Eloge de Claude Chabrol sur Sylvain MADIGAN

Eloge de Claude Chabrol sur Sylvain MADIGAN

 

Sylvain Madigan par Claude Chabrol
La dérisoire question : film d’auteur ou pas, cesse de se poser dès qu’un auteur de film apparaît. C’est le cas de Sylvain Madigan et de Sale Destin. Quel spectateur irait s’interroger sur l’identité du responsable en recevant sur la rétine cet univers implacable et dérisoire, ces personnages abominables et jubilatoires ?La vision du monde et le ton sont vraiment les deux clefs principales du bonheur cinématographique. Car ils impliquent tout le reste : la clarté du récit, la précision du style, l’efficacité du jeu. On trouve tout cela dans Sale Destin : la multiplicité des personnages et des chemins qu’ils parcourent n’altère jamais la limpidité de la narration et la cruauté du propos est métamorphosée, mais jamais contredite par l’intense gaîté du dialogue. Quant aux comédiens, ils donnent cette impression complexe de rigueur et de liberté qui procure tant de bonheur au spectateur.

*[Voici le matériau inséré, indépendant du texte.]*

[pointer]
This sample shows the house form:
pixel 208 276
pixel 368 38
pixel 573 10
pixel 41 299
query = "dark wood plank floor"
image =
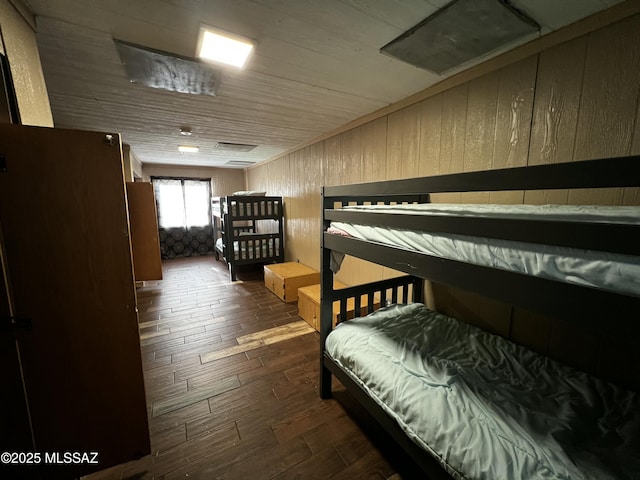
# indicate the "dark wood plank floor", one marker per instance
pixel 247 412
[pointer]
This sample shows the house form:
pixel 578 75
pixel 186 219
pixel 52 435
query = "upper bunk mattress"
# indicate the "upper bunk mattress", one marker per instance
pixel 613 272
pixel 484 407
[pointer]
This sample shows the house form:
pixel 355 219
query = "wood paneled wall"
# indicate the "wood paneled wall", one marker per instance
pixel 17 26
pixel 573 101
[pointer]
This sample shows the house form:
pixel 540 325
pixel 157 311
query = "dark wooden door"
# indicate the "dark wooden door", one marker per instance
pixel 63 216
pixel 145 237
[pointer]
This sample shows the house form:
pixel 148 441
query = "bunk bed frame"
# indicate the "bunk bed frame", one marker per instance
pixel 235 221
pixel 583 305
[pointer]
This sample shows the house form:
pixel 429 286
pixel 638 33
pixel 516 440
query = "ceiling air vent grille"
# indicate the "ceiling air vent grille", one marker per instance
pixel 234 147
pixel 462 31
pixel 167 71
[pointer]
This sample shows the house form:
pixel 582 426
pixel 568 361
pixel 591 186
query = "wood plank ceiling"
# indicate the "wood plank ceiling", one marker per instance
pixel 316 67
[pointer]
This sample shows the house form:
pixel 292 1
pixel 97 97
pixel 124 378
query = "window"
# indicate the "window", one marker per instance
pixel 182 202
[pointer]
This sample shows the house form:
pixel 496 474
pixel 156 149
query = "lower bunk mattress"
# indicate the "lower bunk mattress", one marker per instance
pixel 485 407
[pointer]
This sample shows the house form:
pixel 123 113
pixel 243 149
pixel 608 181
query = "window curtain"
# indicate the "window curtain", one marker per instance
pixel 184 216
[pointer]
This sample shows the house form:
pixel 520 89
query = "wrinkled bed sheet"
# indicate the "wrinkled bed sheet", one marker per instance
pixel 485 407
pixel 608 271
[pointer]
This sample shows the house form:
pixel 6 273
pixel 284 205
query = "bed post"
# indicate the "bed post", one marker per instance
pixel 326 310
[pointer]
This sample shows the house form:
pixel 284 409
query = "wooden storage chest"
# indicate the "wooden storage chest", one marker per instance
pixel 309 305
pixel 284 279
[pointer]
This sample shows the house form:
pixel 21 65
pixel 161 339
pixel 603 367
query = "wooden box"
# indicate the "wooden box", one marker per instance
pixel 309 305
pixel 284 279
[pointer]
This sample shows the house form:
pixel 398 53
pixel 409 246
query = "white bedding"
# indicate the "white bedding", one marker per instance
pixel 484 407
pixel 613 272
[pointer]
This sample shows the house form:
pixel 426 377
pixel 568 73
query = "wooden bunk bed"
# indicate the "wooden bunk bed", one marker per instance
pixel 248 230
pixel 475 452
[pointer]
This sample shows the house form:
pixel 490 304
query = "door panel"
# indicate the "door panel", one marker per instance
pixel 64 216
pixel 143 222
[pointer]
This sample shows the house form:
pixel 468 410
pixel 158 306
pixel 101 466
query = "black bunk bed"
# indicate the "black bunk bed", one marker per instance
pixel 598 309
pixel 248 229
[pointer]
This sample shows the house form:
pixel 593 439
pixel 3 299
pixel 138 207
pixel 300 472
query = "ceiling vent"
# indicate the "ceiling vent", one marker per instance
pixel 167 71
pixel 462 31
pixel 234 147
pixel 240 163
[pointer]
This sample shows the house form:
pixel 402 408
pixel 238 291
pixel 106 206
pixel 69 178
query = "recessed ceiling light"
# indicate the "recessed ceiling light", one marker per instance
pixel 223 47
pixel 188 149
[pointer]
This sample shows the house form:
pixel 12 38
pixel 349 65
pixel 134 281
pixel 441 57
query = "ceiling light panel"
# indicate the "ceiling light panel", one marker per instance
pixel 188 149
pixel 223 47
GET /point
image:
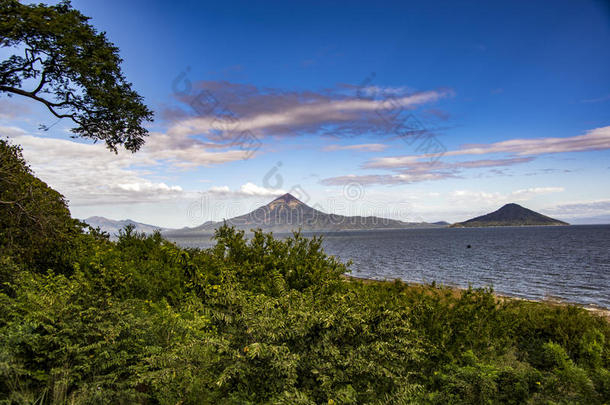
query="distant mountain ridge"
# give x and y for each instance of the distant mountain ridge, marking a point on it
(510, 215)
(114, 226)
(287, 213)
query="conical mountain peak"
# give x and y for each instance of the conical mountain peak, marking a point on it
(286, 199)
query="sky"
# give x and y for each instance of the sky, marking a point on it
(419, 111)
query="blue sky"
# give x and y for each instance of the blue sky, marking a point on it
(323, 97)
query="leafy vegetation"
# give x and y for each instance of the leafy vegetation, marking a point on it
(141, 320)
(61, 61)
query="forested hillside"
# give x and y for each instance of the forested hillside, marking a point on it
(85, 320)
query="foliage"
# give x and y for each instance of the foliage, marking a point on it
(73, 70)
(86, 320)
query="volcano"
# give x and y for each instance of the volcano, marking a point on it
(287, 213)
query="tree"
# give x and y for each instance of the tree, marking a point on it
(73, 70)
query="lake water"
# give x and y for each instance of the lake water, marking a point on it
(570, 263)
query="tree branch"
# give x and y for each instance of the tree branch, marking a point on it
(49, 104)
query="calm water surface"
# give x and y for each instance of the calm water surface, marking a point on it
(570, 263)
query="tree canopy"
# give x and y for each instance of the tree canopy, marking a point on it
(61, 61)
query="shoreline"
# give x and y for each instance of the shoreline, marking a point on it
(602, 312)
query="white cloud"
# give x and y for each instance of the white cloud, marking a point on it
(314, 113)
(88, 173)
(467, 197)
(594, 139)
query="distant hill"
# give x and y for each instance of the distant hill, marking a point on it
(113, 226)
(510, 215)
(287, 213)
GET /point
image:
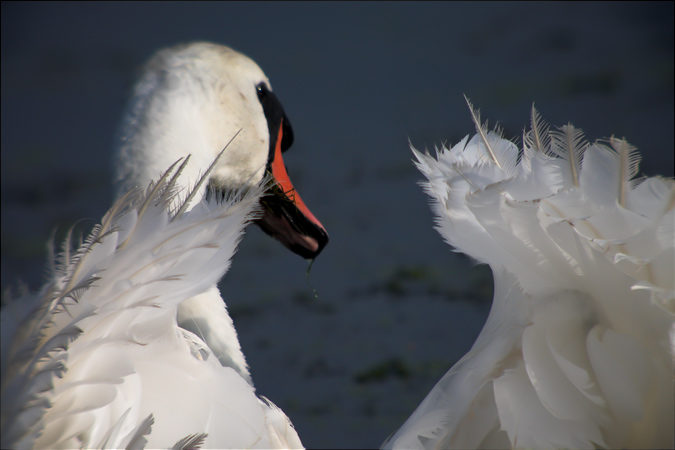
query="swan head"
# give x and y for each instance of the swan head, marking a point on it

J’ai éprouvé une grande joie à jouer un tout petit rôle dans cette galerie de portraits. D’abord flatté d’avoir été sollicité par Sylvain Madigan, que je ne connaissais ni des lèvres, ni des dents, j’en suis maintenant quasiment fier. Car participer si peu que ce soit à la naissance d’un véritable auteur de film, d’un véritable cinéaste, disons le mot, est une satisfaction rare, une jouissance même, pour un jeune croûton de la New Wave.

Avec Sale Destin, les autres questions oiseuses : esthétisme ou pas, littérature ou pas, réalisme ou non, intellectualisme ou démagogie restent aussi au vestiaire, car tout y est net et s’appelle par son nom : la vérité est juste, la bêtise est idiote, la violence est brutale, l’ironie est marrante, la vulgarité est sans complaisance, la compassion sans larmes. Le film est un film.